Defendant argues that the testimony at trial did not eliminate the possibility that a design or manufacturing defect caused the bin to drop open and it claims, therefore, the jury could not have permissibly found that plaintiff satisfied the res ipsa elements. Specifically, Piedmont notes that it could not be held liable for the negligence of the designer or manufacturer unless it had received notice of any such defect. See, e.g., Espinosa v. A & S Welding & Boiler Repair, Inc., 120 A.D.2d 435, 436, 502 N.Y.S.2d 451, 452 (1986); Sirigiano v. Otis Elevator Co., 118 A.D.2d 920, 921, 499 N.Y.S.2d 486, 488 (1986). This products liability argument, however, has no role in this case and does not change the court’s opinion that the res ipsa charge was appropriate or that there was sufficient evidence to support the jury’s findings.

At the outset, the court notes that defendant never raised the substantive defense of lack of notice in any of its pleadings and never attempted to bring in third-party defendants against whom to assert claims based on products liability theories. Moreover, when plaintiff requested the res ipsa charge, defendant never raised the design or manufacturing defect argument in opposition, relying only on the argument that the bin might have been opened by another passenger. Defendant did claim, in general, that “[tjhere is no expert testimony to explain that some form of negligence caused the alleged incident herein,” continuing: “[n]or is there any testimony that the type of occurrence herein would not normally occur without negligence on the part of PIEDMONT.” Defendant’s Pre-trial Order, Exh. A. at 3-4 (Trial Memorandum).

These conclusory observations concerning pre-trial discovery did not specifically raise any notice issue, and counsel for Piedmont did not advance this theory when the court heard argument on the res ipsa issue. Therefore, the court is reluctant to inject an issue into the case after judgment has been entered that was never raised at any prior point in the proceedings. See 5A J. Moore & J. Lucas, Moore’s Federal Practice ¶ 51.04 at 51-33 to 51-41 (2d ed. 1989); 6A id. U 59.08[2] at 59-85 to 59-88.

Nevertheless, even in its belated form, defendant’s argument does not vitiate the *917 jury’s res ipsa findings. While both plaintiff and defendant could have brought the manufacturer of the overhead bin or aircraft into the case, neither party elected to do so. This suggests to the court that neither considered this newly-articulated product liability issue to be a part of the case. The facts developed at trial reveal that the possible existence of a design or manufacturing defect in the bin is remote, at best.
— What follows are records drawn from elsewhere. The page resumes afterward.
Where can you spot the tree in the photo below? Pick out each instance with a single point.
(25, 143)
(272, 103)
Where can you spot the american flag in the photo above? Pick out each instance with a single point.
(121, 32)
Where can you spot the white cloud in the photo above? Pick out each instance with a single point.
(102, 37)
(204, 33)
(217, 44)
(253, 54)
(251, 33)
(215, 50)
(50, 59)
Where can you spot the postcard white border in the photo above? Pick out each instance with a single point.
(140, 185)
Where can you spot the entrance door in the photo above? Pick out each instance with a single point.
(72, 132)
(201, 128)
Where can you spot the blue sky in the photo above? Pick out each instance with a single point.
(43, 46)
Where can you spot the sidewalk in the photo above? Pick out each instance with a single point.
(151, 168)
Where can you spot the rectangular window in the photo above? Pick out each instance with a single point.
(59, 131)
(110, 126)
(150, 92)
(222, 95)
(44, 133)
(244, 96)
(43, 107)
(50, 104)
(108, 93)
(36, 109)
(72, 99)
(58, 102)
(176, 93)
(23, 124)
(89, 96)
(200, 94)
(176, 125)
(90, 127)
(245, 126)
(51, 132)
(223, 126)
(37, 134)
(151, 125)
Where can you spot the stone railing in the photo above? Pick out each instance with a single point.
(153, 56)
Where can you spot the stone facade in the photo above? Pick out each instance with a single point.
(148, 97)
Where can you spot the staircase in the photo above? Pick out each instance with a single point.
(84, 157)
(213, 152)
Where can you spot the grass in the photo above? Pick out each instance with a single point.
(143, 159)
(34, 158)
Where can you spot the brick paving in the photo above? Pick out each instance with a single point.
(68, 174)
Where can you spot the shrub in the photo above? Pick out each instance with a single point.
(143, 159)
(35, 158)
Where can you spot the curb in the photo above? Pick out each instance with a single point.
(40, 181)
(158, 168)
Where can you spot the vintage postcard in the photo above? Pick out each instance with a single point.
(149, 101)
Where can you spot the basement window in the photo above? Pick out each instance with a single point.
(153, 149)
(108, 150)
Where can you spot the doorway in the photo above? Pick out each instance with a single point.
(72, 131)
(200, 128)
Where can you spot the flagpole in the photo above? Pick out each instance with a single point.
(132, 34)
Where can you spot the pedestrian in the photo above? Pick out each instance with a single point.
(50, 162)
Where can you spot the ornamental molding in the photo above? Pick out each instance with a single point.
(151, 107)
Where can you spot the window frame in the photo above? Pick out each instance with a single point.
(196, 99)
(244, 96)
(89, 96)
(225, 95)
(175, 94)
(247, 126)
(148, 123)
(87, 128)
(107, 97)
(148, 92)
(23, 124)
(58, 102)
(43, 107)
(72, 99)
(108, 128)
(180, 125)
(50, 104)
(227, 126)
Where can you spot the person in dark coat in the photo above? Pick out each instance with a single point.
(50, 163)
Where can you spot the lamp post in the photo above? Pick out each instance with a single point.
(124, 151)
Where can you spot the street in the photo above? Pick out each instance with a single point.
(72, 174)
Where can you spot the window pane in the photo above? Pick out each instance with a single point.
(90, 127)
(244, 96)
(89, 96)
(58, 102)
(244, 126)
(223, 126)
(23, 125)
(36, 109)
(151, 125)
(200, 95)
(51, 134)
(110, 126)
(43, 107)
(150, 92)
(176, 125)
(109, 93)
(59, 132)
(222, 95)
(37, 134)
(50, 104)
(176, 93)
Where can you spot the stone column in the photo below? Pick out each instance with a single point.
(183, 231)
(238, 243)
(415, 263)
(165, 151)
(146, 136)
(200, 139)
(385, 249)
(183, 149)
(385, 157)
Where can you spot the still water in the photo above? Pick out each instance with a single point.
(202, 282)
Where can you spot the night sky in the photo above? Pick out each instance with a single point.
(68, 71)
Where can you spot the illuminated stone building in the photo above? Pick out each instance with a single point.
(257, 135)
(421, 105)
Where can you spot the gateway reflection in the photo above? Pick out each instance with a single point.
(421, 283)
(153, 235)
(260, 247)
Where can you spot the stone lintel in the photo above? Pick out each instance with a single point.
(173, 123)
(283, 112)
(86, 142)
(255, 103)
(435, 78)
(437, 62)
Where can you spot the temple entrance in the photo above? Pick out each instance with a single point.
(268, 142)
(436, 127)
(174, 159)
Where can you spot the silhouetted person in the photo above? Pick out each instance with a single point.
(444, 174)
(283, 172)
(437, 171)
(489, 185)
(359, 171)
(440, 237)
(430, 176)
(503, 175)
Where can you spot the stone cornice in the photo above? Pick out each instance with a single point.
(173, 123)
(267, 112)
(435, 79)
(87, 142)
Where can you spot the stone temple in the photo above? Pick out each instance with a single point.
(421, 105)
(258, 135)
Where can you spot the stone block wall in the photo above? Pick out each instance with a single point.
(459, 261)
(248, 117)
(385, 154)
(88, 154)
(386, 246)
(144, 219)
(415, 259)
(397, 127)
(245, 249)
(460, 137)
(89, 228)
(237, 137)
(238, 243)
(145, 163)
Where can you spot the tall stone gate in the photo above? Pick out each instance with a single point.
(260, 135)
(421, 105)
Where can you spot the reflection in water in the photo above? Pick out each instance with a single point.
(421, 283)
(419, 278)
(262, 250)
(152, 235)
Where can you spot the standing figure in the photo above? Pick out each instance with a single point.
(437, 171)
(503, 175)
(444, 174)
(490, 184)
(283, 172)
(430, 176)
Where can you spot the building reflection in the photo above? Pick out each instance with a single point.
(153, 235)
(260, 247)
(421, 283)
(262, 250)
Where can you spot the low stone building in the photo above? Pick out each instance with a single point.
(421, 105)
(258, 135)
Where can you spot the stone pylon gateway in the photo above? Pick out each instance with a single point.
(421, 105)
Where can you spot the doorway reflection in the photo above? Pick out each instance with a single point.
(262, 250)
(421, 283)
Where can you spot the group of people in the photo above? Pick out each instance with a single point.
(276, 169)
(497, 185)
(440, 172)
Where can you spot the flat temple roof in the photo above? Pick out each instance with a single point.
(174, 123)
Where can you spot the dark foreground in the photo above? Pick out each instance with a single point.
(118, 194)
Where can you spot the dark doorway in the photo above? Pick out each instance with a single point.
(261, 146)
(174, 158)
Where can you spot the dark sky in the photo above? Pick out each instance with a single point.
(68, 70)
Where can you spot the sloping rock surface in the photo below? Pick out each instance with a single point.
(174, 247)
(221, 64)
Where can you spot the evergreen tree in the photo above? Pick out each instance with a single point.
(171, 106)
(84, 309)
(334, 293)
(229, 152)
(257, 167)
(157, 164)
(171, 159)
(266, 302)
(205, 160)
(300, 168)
If the design of the bin were defective, one might have expected all of the other bins on flight 312D to have opened as well, yet there was no such testimony adduced at trial. In fact, if design were truly a cause, one might wonder why the similarly designed bins had not been involved in numerous incidents like the one at issue here. If this were the case, it seems reasonable that plaintiff would have developed evidence of it during discovery and made it a part of her case. Even if plaintiff did not, defendant, who was in a better position to investigate this as a possible defense, never incorporated it into its case.

That this bin was manufactured defectively is equally as unlikely. Piedmont argued at trial that had there been a problem with the overhead bin, its maintenance procedures would have revealed it. In fact, there was testimony that this bin had been inspected many times prior to this incident and, according to Piedmont, not once was any problem noted.